In purely personal terms, her death is difficult to comprehend, though perhaps the recent marking of her Platinum Jubilee will provide some context.
But the Queen’s body is not merely a personal one: she embodies the nation. When we speak of the body politic, we are speaking of power which issues from the monarch. Again, this is a strange concept for many of our pupils to grasp.
“In purely personal terms, her death is difficult to comprehend.”
When Princess Elizabeth became Queen in 1952, there was a national telephone network, the BBC – which meant the wireless aka the radio to most people – and most communication was via Royal Mail. Now, we receive information in ways which are or seem unconnected from a national or government context. The Queen’s head might be on all stamps, but it is not on our whatsapp messages.
It is hard for us to fully comprehend the changes that she has witnessed and that she has in part shaped.
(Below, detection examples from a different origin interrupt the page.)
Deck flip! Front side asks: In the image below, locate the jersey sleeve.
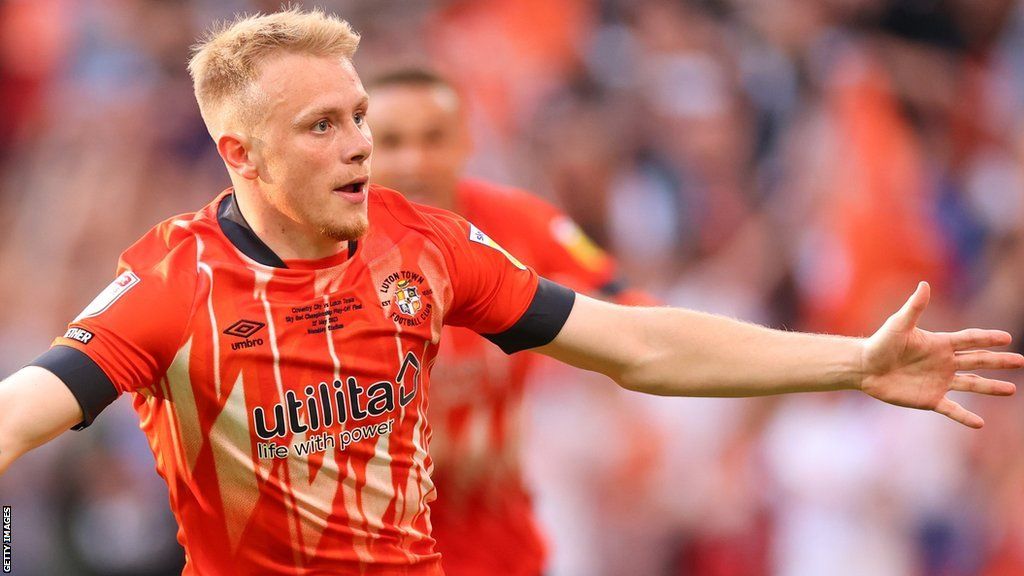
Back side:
[31,224,197,429]
[419,203,575,354]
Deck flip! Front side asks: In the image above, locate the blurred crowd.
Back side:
[0,0,1024,576]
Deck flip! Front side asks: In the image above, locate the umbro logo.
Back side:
[224,320,266,349]
[224,320,266,338]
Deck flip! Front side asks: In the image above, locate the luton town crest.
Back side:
[378,270,434,326]
[394,280,423,316]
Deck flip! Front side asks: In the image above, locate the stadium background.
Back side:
[0,0,1024,576]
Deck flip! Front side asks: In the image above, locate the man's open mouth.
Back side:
[334,176,369,194]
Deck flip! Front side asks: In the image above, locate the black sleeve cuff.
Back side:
[29,345,118,430]
[483,278,575,354]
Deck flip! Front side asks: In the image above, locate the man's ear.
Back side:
[217,132,259,180]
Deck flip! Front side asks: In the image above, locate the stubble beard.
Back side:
[321,213,370,242]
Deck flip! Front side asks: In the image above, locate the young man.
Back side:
[0,10,1024,575]
[367,68,653,576]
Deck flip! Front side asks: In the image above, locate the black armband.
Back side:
[29,345,118,430]
[482,278,575,354]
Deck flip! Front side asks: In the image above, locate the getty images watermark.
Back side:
[3,506,11,574]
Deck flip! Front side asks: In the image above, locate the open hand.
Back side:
[861,282,1024,428]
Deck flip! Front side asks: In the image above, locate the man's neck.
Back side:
[234,188,348,260]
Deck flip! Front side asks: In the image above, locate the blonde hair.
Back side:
[188,6,359,138]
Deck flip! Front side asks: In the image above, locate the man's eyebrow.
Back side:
[292,94,370,126]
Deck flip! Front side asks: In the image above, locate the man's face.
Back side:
[246,53,373,241]
[371,84,470,209]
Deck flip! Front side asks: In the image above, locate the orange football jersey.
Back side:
[34,187,574,575]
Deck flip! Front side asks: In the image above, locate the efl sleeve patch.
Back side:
[72,271,141,323]
[469,222,526,270]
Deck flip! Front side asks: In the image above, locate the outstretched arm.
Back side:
[537,283,1024,428]
[0,366,83,476]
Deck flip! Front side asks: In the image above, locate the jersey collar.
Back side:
[217,192,357,268]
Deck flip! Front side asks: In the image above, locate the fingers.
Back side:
[949,374,1017,396]
[935,398,985,428]
[890,282,932,331]
[948,328,1014,351]
[954,349,1024,370]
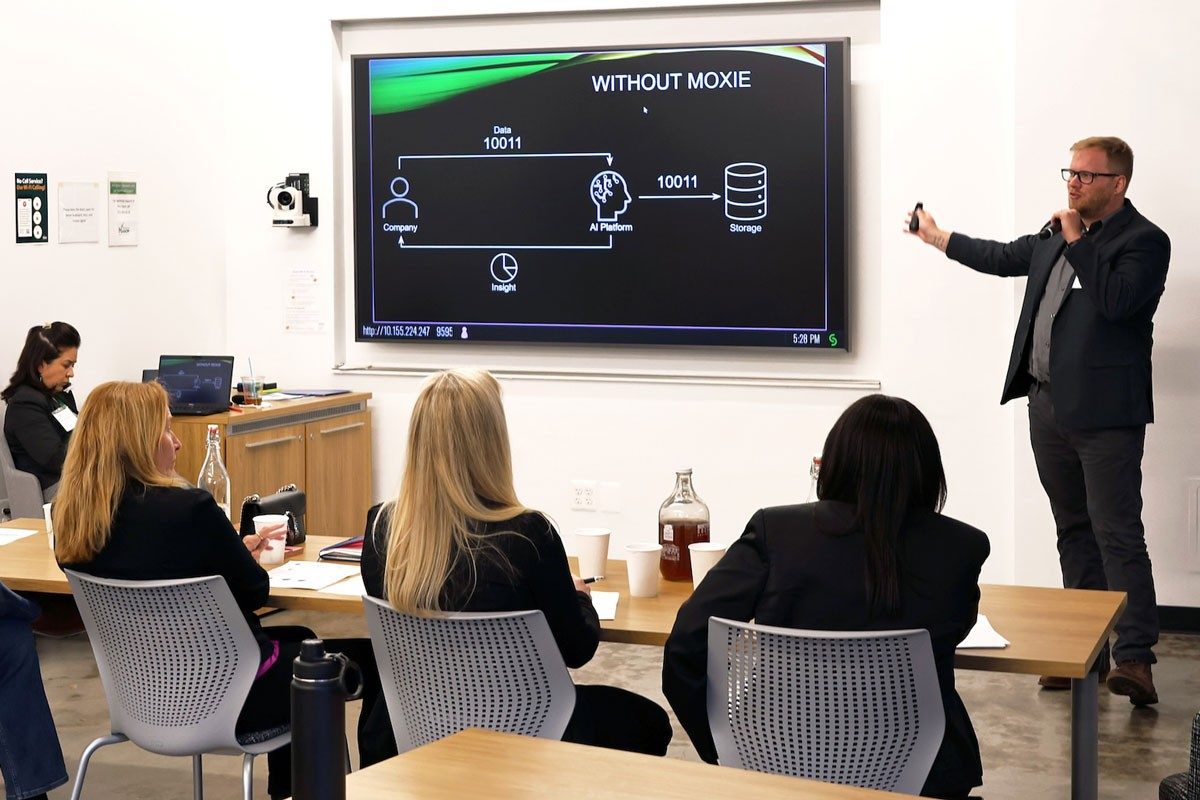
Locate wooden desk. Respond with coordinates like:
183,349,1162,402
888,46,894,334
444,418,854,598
172,392,371,539
346,734,911,800
0,519,1126,800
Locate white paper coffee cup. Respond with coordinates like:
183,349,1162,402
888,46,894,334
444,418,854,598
254,513,288,564
42,503,54,551
688,542,728,589
625,542,662,597
575,528,612,578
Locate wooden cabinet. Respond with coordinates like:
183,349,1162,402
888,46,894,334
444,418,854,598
173,392,371,536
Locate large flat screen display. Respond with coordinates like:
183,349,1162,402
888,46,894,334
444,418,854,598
353,40,850,349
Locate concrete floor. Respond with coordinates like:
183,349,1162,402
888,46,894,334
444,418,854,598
11,612,1200,800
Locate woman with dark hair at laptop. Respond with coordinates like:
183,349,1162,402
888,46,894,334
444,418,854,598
662,395,990,798
0,323,79,500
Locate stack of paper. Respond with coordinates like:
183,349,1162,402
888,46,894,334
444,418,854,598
0,528,37,547
266,561,359,591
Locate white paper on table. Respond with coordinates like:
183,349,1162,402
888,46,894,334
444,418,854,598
958,614,1009,650
266,561,359,591
283,267,325,333
322,575,367,597
592,590,620,619
0,528,37,547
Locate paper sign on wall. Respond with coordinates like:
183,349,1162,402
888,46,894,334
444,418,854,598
283,269,325,333
59,181,100,243
108,173,138,247
16,173,50,245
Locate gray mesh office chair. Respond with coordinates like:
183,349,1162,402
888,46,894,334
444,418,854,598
0,403,46,519
67,570,292,800
708,616,946,794
362,597,575,753
1158,714,1200,800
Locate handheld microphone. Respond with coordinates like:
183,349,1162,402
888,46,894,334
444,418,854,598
1038,219,1062,239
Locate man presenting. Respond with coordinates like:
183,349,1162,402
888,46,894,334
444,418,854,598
910,137,1171,705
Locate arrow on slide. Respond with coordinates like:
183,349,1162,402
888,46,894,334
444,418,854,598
637,192,721,200
396,152,612,169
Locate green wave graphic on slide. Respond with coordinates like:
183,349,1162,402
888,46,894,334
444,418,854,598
371,44,826,116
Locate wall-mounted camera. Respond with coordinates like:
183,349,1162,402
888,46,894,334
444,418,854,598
266,173,317,228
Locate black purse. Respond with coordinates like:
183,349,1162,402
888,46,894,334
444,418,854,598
238,483,308,545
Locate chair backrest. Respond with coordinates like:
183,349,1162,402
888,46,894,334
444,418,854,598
66,570,262,756
0,402,43,519
362,597,575,753
708,616,946,794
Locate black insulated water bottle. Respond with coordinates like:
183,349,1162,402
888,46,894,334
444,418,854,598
292,639,362,800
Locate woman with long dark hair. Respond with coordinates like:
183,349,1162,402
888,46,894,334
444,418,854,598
662,395,989,798
0,323,79,500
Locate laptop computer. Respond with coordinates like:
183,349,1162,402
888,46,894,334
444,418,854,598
158,355,233,416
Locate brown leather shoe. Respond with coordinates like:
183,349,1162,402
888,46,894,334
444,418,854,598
1108,661,1158,705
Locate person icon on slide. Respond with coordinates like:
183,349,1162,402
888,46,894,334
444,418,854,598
589,169,632,222
380,176,421,219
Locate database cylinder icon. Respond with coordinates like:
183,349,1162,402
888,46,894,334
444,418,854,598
725,161,767,219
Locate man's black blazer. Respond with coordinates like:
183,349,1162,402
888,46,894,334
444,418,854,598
946,200,1171,428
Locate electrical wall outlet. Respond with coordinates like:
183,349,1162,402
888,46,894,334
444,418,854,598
571,480,596,511
1187,477,1200,572
596,481,620,513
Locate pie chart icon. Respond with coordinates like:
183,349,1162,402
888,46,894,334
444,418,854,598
492,253,517,283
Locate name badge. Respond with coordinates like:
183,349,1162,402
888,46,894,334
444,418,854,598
54,405,79,433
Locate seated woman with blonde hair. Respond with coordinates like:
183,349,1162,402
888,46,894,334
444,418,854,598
52,381,378,798
360,369,671,763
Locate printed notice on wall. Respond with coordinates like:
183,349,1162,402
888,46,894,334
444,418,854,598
283,267,325,333
16,173,50,245
108,173,138,247
59,181,100,243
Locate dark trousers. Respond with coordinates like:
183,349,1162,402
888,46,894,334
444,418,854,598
1030,384,1158,663
238,625,379,800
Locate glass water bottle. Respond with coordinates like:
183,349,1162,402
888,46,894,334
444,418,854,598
659,469,710,581
805,456,821,503
196,425,233,521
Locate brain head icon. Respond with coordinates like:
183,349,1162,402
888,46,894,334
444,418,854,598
589,169,631,222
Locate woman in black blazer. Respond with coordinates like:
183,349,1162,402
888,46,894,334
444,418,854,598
0,323,79,500
662,395,989,798
359,369,671,764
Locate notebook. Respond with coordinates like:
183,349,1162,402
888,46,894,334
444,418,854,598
319,536,362,563
158,355,233,416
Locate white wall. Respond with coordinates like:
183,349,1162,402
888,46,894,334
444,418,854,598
0,0,1200,606
0,1,227,397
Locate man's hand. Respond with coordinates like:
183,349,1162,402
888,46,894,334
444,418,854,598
1050,209,1084,245
904,209,950,253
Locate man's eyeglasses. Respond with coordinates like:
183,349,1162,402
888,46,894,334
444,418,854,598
1062,169,1121,186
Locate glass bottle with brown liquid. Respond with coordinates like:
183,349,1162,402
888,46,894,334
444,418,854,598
659,469,709,581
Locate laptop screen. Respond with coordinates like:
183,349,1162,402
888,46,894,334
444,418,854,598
158,355,233,411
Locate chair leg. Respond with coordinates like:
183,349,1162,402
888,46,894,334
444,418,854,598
241,753,254,800
192,753,204,800
71,733,128,800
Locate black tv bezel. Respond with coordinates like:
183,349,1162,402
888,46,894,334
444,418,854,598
349,36,853,354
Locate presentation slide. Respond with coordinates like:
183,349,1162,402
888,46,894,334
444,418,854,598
353,41,850,349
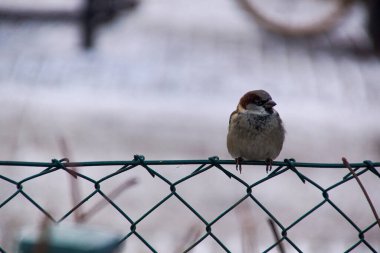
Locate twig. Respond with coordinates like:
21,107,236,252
32,216,51,253
268,219,285,253
59,137,82,222
78,178,137,222
342,157,380,228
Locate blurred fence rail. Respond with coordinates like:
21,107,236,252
0,155,380,252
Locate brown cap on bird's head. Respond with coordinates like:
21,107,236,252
239,90,276,109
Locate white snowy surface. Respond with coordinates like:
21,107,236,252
0,0,380,252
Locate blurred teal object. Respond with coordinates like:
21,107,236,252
18,225,123,253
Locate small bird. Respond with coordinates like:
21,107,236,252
227,90,285,173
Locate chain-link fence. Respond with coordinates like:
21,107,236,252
0,155,380,252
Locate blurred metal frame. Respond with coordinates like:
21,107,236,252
0,0,139,49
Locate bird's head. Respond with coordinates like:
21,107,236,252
238,90,276,114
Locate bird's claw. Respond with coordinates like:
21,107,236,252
235,157,243,174
265,158,273,174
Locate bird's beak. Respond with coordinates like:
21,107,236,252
263,100,276,109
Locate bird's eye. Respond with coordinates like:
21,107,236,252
255,99,266,106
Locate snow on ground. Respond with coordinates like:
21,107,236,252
0,0,380,252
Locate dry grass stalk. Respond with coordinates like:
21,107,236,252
268,219,285,253
235,201,258,253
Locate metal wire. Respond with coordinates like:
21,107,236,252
0,155,380,252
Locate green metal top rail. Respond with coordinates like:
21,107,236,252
0,155,380,253
0,156,380,168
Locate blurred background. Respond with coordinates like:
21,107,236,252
0,0,380,252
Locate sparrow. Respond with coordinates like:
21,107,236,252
227,90,285,173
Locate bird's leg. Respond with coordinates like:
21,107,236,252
265,158,273,174
235,157,243,174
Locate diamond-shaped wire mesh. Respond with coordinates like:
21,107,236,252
0,155,380,252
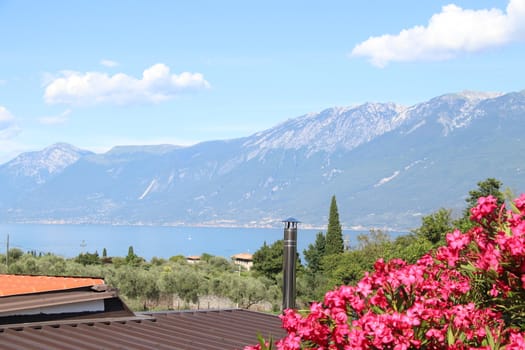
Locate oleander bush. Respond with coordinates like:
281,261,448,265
245,194,525,350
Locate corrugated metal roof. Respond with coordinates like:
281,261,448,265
0,274,104,297
0,309,285,350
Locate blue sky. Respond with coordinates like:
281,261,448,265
0,0,525,163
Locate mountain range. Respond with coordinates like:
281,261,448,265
0,90,525,230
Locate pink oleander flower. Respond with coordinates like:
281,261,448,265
245,194,525,350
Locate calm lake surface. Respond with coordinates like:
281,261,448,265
0,224,406,260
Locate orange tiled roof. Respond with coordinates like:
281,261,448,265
0,274,104,297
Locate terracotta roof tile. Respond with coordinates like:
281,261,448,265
0,274,104,297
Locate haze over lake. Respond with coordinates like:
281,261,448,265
0,224,406,260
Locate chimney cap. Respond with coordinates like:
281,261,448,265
282,217,300,223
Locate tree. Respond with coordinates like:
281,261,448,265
303,232,326,274
252,239,284,279
414,208,453,245
465,177,505,211
454,177,505,232
325,195,344,255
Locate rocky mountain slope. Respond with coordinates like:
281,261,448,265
0,91,525,229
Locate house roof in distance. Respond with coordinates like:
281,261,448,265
0,274,104,297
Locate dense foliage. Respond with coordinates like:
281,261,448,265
324,196,344,255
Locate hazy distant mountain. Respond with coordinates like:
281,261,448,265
0,91,525,229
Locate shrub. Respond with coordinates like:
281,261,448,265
245,195,525,350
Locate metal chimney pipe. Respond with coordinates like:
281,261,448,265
283,218,300,310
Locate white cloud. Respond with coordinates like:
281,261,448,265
351,0,525,67
100,60,118,68
44,63,210,105
38,109,71,125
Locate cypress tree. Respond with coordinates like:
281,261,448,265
325,195,344,255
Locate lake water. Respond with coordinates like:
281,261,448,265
0,224,406,260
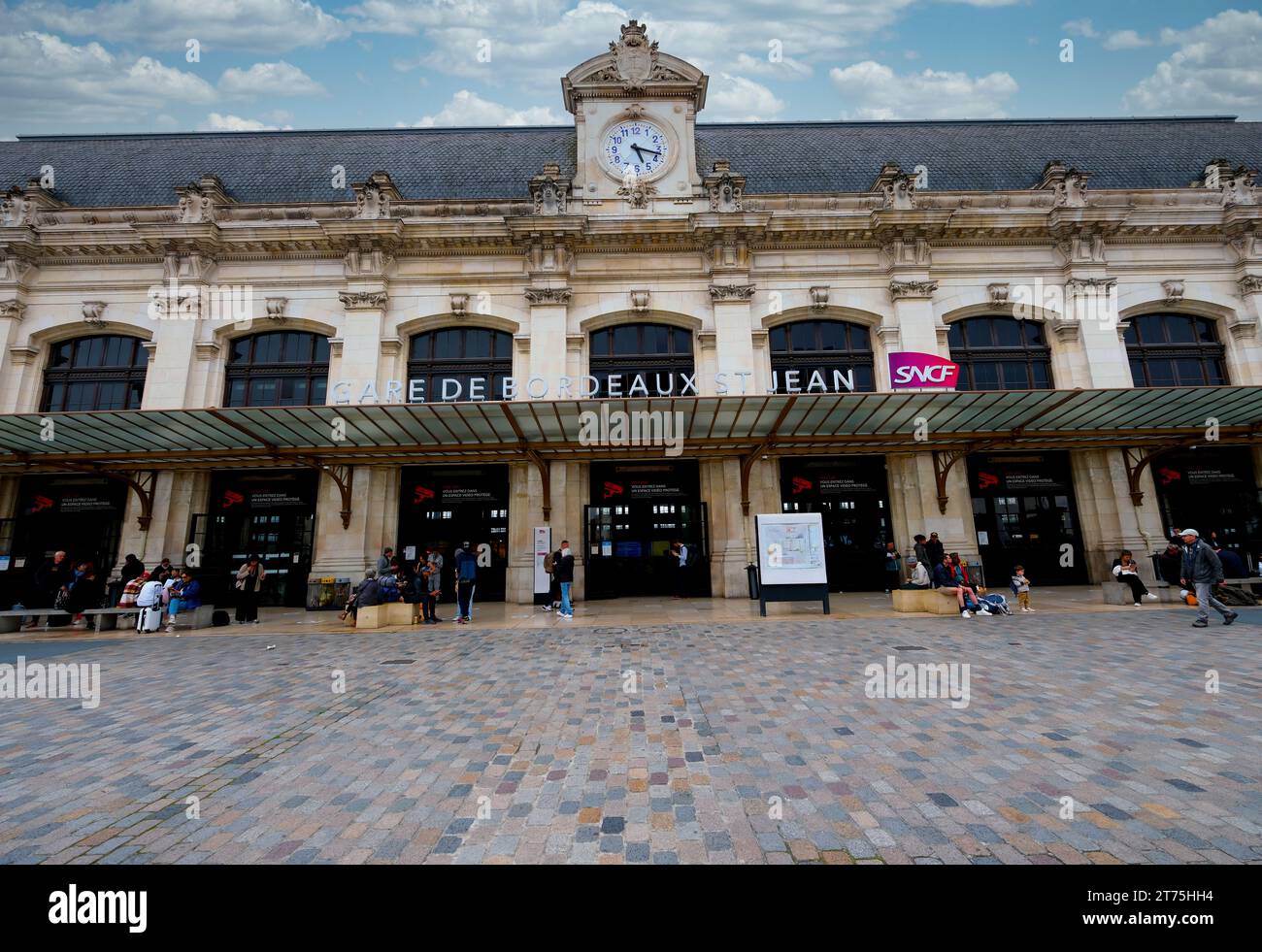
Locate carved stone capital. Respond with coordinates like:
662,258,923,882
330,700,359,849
264,298,289,324
1236,275,1262,298
337,291,388,311
83,302,106,328
890,281,938,302
710,283,753,302
525,287,575,304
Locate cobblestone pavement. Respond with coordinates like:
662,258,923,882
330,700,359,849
0,609,1262,864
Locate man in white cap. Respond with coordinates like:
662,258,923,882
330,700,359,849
1180,528,1237,628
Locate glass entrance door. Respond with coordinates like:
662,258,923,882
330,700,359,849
583,500,711,599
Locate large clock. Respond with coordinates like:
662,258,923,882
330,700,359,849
601,118,673,180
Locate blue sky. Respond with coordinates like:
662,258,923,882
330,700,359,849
0,0,1262,138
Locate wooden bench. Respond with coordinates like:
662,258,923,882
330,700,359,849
892,589,959,615
354,602,420,629
0,607,71,635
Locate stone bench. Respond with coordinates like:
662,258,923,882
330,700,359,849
354,602,420,629
1101,578,1182,606
0,607,71,635
892,589,959,615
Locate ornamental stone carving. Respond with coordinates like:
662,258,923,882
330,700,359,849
350,172,403,219
1035,159,1092,208
710,283,753,302
265,298,289,324
83,302,105,328
702,159,745,212
872,163,916,212
529,163,571,214
525,287,575,304
337,291,387,311
890,281,938,302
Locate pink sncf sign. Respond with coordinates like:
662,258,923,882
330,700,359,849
890,350,959,389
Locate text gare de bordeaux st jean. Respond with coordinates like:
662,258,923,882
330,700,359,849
332,352,959,404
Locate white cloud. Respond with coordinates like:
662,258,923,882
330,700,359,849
14,0,350,54
1123,10,1262,118
829,60,1018,119
399,89,567,129
1105,30,1152,49
197,113,289,132
706,73,785,122
219,59,325,98
0,31,217,129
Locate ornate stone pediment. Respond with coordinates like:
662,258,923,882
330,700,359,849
710,283,753,302
890,281,938,302
337,291,386,311
562,20,707,113
525,287,575,304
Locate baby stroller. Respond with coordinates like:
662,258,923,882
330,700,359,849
977,595,1013,615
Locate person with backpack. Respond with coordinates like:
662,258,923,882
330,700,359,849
1179,528,1240,628
455,542,477,624
552,539,575,618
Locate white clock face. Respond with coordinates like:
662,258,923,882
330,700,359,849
601,118,670,178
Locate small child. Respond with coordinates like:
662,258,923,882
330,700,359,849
1013,565,1034,611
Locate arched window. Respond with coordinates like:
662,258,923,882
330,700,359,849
39,334,149,412
946,316,1051,389
589,324,697,397
404,328,513,404
223,330,328,406
770,320,876,393
1126,314,1227,387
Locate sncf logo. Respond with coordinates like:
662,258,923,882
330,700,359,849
890,350,959,389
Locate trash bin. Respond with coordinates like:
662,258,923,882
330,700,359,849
307,577,350,611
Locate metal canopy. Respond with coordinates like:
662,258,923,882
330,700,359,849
0,387,1262,472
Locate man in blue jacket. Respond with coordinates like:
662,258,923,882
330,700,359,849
1180,528,1237,628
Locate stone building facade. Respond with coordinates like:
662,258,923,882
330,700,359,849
0,21,1262,602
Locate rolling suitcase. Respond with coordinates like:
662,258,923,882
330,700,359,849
136,603,161,632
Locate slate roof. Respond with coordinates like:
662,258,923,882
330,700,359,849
0,116,1262,206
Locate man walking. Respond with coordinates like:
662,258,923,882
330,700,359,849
552,539,575,618
1180,528,1237,628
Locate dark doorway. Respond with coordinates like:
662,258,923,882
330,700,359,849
198,469,318,607
0,476,127,607
780,456,908,591
395,465,509,602
1152,446,1262,568
968,452,1086,590
582,460,711,599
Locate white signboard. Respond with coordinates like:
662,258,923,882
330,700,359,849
754,512,828,585
534,526,551,595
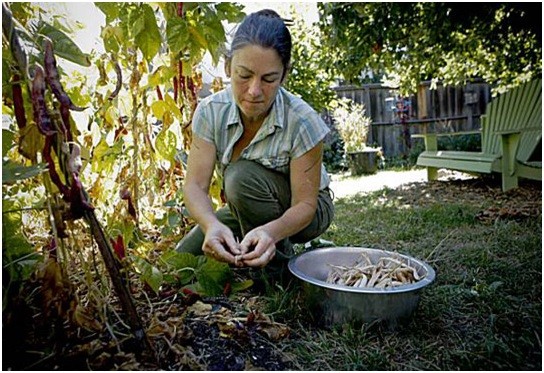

Two examples illustrate this: the first is Princess Elizabeth between the ages of 14 and 19 during the Second World War. With the outbreak of war in 1939, Elizabeth and her sister Margaret were moved to Windsor Castle. From there she made the first of her radio broadcasts in 1940, reassuring the children of Britain who had been evacuated. She made her first public appearance inspecting troops in 1942.
In 1945, she joined the Auxiliary Territorial Service to help in the war effort. She trained with other women as a driver and mechanic, skills she has continued to deploy on her estates.  A woman driving a land rover was pretty unusual in the 1940s – and as for a monarch driving herself? Where do we begin?
She and her sister Margaret were also allowed to mingle anonymously among the crowds during Victory in Europe Day in May 1945. This could never happen now.
“The Queen’s head might be on all stamps, but it is not on our whatsapp messages.”
I focus on this early part of her life because for many of us, the Queen has come to both be and to represent a bridge between the present day and the postwar consensus which brought us the NHS and universal free education for everyone until the age of 16, among many other things. With the death of the Queen, that shared understanding about what is of value in the UK feels ever more uncertain. We are going to need to be poised to navigate these uncertainties alongside our pupils in the months and years ahead.
Which brings me to the second example of the Queen’s ability to adapt to changing times: the death of Princess Diana in 1997. At first, the monarch observed protocol and did not treat Diana as a member of the royal family, because she was divorced from the heir to the throne. But the Queen responded to the national outpouring of grief, she appeared in public to inspect the flowers and tributes and to speak to the wellwishers, and she attended a state funeral for the newly-dubbed People’s Princess.
“I was met with a  ‘what do you do?’ delivered with twinkly gravitas.”
Above all, hers was a life of service. Until recently she undertook more than 400 engagements every year. I met her when I was an undergraduate at Christ Church, where she is the College Visitor. I was met with her well-known question, a  ‘what do you do?’ delivered with twinkly gravitas. Her equerry and ladies in waiting were great fun. She last visited us here at Magdalen College School in the year 2000, when she met a number of Junior School boys.
We shall not see her like again. Hers was a life of privilege, yes, and also a life of service. By no means all of us will be monarchists, but today that is not the point: Elizabeth II symbolised and embodied a great deal – and she was also a great character. We are now in a period of national mourning, and we shall commemorate our late monarch’s life of service. And, as ever, we await events.